# Run PVC electrical conduit in same trench as schedule 40 PVC for water.



## John Ross

I live in the Tampa Bay area of Florida.
I need to run two separate schedule 40 conduit.  One for portable water, and one for 110 volt for LED landscape lighting.  I know electrical must be in gray PVC conduit, and water in schedule 40 white PVC pipe.

My question is, can I run both pipes in the same trench?  If so, do they have to be separated and if so by how many inches?

Also, how deep does the trench have to be, and should the water go above or below the electrical conduit?
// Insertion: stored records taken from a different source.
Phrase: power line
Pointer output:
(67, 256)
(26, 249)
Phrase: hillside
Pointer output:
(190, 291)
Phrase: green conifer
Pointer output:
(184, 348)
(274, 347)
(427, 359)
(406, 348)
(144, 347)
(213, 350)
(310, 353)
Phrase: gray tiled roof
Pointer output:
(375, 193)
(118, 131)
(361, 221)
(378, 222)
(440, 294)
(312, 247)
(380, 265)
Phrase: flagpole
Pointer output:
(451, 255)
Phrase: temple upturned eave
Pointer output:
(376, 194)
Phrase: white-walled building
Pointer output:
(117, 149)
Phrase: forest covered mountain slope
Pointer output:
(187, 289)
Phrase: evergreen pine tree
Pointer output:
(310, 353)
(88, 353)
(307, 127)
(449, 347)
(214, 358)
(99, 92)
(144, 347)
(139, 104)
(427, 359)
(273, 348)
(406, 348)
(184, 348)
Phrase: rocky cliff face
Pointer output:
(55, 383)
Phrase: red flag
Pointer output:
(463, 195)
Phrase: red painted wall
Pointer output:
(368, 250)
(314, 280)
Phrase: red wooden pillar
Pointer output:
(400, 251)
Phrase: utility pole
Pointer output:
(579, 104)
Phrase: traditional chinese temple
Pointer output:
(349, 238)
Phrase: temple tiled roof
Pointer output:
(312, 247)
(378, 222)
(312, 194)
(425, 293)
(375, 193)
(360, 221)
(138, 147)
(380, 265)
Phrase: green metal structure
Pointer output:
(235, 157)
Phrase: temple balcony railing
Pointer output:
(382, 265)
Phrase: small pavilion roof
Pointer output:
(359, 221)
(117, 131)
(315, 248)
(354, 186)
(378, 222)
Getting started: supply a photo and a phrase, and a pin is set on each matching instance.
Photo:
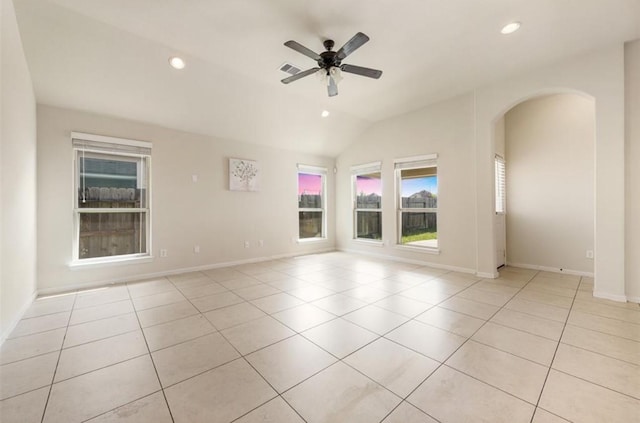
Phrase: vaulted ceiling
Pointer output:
(111, 57)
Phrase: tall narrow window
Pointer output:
(112, 212)
(367, 201)
(311, 202)
(417, 187)
(501, 191)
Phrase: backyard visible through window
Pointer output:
(368, 206)
(418, 206)
(310, 205)
(112, 205)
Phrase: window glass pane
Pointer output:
(112, 234)
(369, 225)
(419, 229)
(310, 224)
(110, 183)
(369, 191)
(309, 191)
(419, 188)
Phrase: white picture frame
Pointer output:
(244, 175)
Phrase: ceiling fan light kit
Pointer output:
(330, 66)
Thank you in advance for your help.


----------



## steveray

Potable water can not be in PVC....Same trench is fine and usually 18" to 24" for electrical all of my water goes 48" deep as I am not in Florida....


----------



## ICE

Here in California potable water can be plumbed with CPVC.


----------



## John Ross

PVC must be allowed in Florida as my main water line from the meter to my home is PVC just like everyone else in the community.


----------



## ICE

This from a forum:

PVC is fine for potable water. It is WIDELY used here in southern California to run from the meter at the curb, to the house main shut off ( outside the house ). Codes do not allow it to be used inside a dwelling, at all, but I think the main reason is that it is rated for about maximum 70 PSI at 140 degrees. For 70 degree cold water, the PSI rating will be well in excess of anything your house or line would see.
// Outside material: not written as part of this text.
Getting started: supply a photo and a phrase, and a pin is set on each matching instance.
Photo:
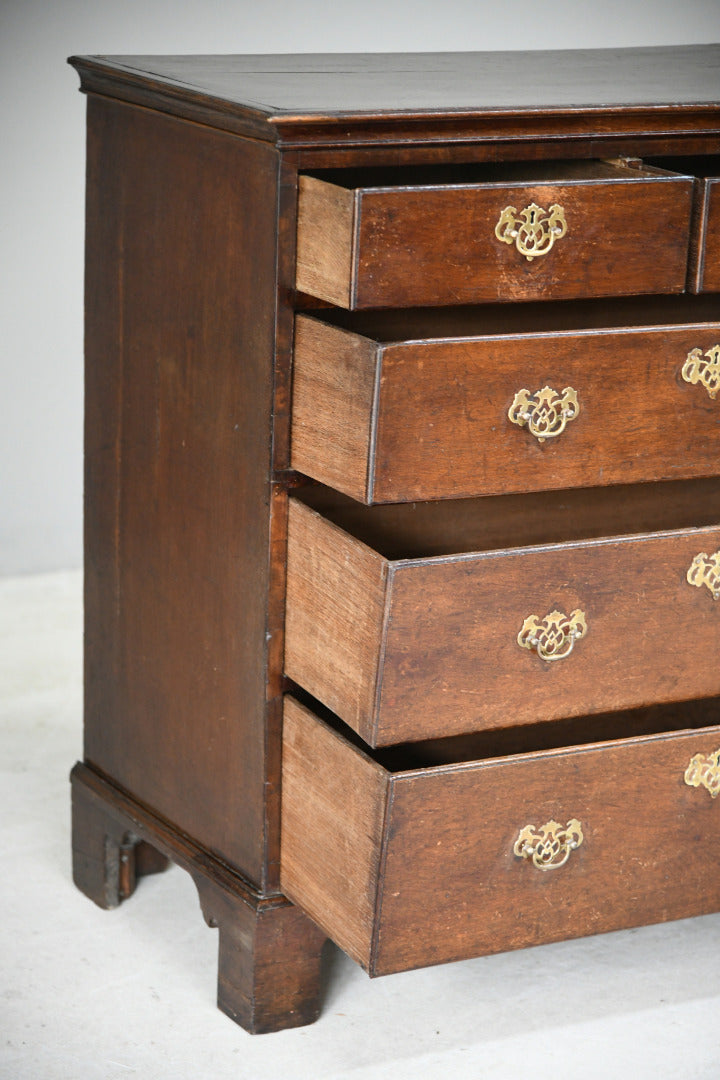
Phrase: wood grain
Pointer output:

As far as brittle, it is an issue if exposed to UV light ( sunlight), but otherwise not an issue.


----------



## north star

*# ~ # ~ #*

John Ross,

PVC piping is allowed for potable water service to the structure.
Refer to Table 605.3 in the `17 Edition of the Florida Plumbing
Code.

PVC piping IS NOT allowed once inside a structure.......Refer
to Table 605.4 in the `17 Edition of the Florida Plumbing Code.

Yes, you can install the water piping & the electrical conduit
in the same trench.........You must install an electrical warning
tape over the electrical conduit if the trench is not fully encased
in concrete.

*# ~ # ~ #*


----------



## ICE

north star said:


> *# ~ # ~ #*
> You must install an electrical warning
> tape over the electrical conduit if the trench is not fully encased
> in concrete.
> *# ~ # ~ #*



I have never seen tape on a residential project.  I know it is there in the code but I have never asked for it....my bad.
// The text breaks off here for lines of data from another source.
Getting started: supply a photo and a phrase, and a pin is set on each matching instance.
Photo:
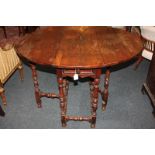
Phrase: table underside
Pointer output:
(63, 85)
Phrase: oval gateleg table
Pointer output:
(78, 52)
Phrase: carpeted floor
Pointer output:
(127, 107)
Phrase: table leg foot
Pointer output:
(95, 86)
(92, 125)
(62, 84)
(105, 93)
(104, 105)
(143, 90)
(36, 86)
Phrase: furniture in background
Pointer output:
(4, 30)
(78, 52)
(149, 85)
(22, 30)
(148, 37)
(2, 113)
(9, 63)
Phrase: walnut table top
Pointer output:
(79, 46)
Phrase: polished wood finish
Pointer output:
(94, 74)
(2, 113)
(80, 47)
(149, 45)
(78, 50)
(149, 85)
(39, 94)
Plastic pipe strikes me as not appropriate.  I just can't be convinced that plastic or rubber like PEX is suitable for my drinking water.


----------



## chris kennedy

north star said:


> You must install an electrical warning
> tape over the electrical conduit if the trench is not fully encased
> in concrete.


That only applies to "underground service conductors", not raceways.
See NEC 300.5(D)(3).


----------



## ICE

chris kennedy said:


> That only applies to "underground service conductors", not raceways.
> See NEC 300.5(D)(3).


I’m not so bad after all.


----------



## conarb

ICE said:


> I’m not so bad after all.


No you're not Tiger,  in fact I can't wait for the day that the Tiger Code replaces the ICC, the Tiger Code makes sense and isn't full of contradictions and political correctness.


----------



## mark handler

https://laneelectric.com/programs-services/typical-trench-detail/

*Check with your local Jurisdiction, some allow it, others do not*


----------



## Pcinspector1

ICE said:


> Here in California potable water can be plumbed with CPVC.



2012IPC allows CPVC, but check water pressure requirement of not > than 160 psi. 

I see K-copper, PEX and mostly blue crestline at 200 or 250 psi being use here.


----------